INCREASE K BY A CERTAIN VALUE AND RECHECK
We used k=30 in the case provided. To beat the tie lets consider we use K=32 or 34 , now calculating the number of neighbours will remove the tie .
THE PROBLEM IN REGRESSION
In KNN ,regression refers to returning either the average /Median of a certain continuous value associated with the nearest neighbours. The problem here is not related to probability , rather it is related to the presence of outliers .
An outlier can mess up the average score but median score would be more robust to such issues .

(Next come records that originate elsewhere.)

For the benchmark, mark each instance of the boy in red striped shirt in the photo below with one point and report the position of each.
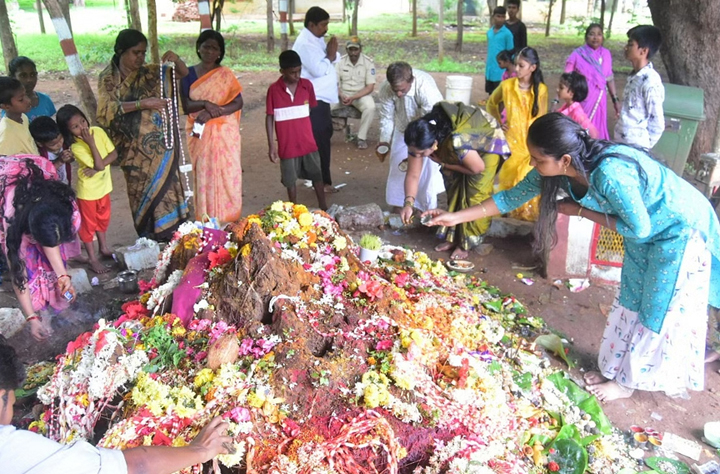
(288, 115)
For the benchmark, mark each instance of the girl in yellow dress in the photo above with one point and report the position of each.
(524, 99)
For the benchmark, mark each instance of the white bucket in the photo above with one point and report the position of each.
(458, 89)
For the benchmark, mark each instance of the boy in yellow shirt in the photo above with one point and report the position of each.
(15, 138)
(94, 152)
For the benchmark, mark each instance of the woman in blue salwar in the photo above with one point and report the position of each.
(655, 334)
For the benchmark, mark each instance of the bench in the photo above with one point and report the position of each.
(340, 116)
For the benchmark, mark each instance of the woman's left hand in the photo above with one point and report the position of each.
(569, 208)
(65, 285)
(170, 56)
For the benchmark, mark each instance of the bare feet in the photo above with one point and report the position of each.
(609, 391)
(459, 254)
(98, 267)
(444, 247)
(593, 378)
(711, 356)
(80, 259)
(106, 253)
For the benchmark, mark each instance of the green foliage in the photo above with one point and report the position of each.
(370, 242)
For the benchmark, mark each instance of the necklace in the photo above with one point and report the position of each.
(170, 116)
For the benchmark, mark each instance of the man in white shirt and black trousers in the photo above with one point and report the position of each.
(318, 66)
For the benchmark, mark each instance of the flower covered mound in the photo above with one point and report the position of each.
(323, 364)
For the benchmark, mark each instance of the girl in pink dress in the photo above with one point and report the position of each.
(594, 61)
(40, 214)
(572, 90)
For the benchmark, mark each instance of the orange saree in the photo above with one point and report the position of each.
(216, 155)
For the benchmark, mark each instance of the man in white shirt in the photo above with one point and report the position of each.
(318, 66)
(25, 452)
(407, 95)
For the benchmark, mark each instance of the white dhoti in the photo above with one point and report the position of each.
(429, 186)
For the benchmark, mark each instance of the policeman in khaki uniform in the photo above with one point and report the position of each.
(356, 82)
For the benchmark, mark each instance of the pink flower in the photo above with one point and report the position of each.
(238, 414)
(385, 345)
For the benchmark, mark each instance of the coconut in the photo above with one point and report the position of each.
(223, 351)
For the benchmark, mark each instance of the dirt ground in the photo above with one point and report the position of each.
(578, 315)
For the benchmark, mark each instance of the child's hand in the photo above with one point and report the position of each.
(66, 156)
(87, 136)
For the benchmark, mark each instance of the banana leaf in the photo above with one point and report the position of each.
(584, 400)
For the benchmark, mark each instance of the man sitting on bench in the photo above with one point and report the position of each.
(356, 82)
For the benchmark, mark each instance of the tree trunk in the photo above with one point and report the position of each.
(8, 41)
(38, 7)
(67, 44)
(689, 50)
(271, 33)
(65, 9)
(441, 31)
(492, 4)
(356, 8)
(152, 32)
(461, 10)
(612, 17)
(414, 32)
(547, 24)
(134, 20)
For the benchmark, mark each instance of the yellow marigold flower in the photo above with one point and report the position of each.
(204, 376)
(340, 243)
(245, 251)
(256, 400)
(305, 219)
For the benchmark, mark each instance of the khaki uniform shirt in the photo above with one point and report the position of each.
(353, 77)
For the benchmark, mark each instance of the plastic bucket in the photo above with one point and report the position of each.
(458, 89)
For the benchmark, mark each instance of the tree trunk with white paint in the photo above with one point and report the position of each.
(152, 32)
(8, 41)
(41, 20)
(441, 31)
(460, 11)
(133, 8)
(271, 32)
(73, 60)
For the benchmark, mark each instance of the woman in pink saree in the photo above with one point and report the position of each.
(213, 100)
(594, 61)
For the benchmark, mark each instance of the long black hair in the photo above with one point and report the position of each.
(43, 209)
(531, 56)
(125, 40)
(557, 135)
(431, 127)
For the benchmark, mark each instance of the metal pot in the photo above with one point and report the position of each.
(127, 281)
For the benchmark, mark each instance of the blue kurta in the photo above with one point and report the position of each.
(655, 219)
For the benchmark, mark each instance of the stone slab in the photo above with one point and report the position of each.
(507, 226)
(365, 215)
(138, 256)
(81, 282)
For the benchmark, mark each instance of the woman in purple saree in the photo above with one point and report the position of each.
(594, 62)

So in summary a KNN (where k=n) works well only if there is always one such class which dominates the rest n-1 classes in terms of majority . And remember because there is no such thing as ” training” in KNN hence one can do nothing except changing k values if you find the neighbours distributed randomly in n classes.
This article focuses on one of the many problems that one can face during interviews. Other problems and their solutions like kmeans++, kd-trees and more would be discussed in subsequent posts.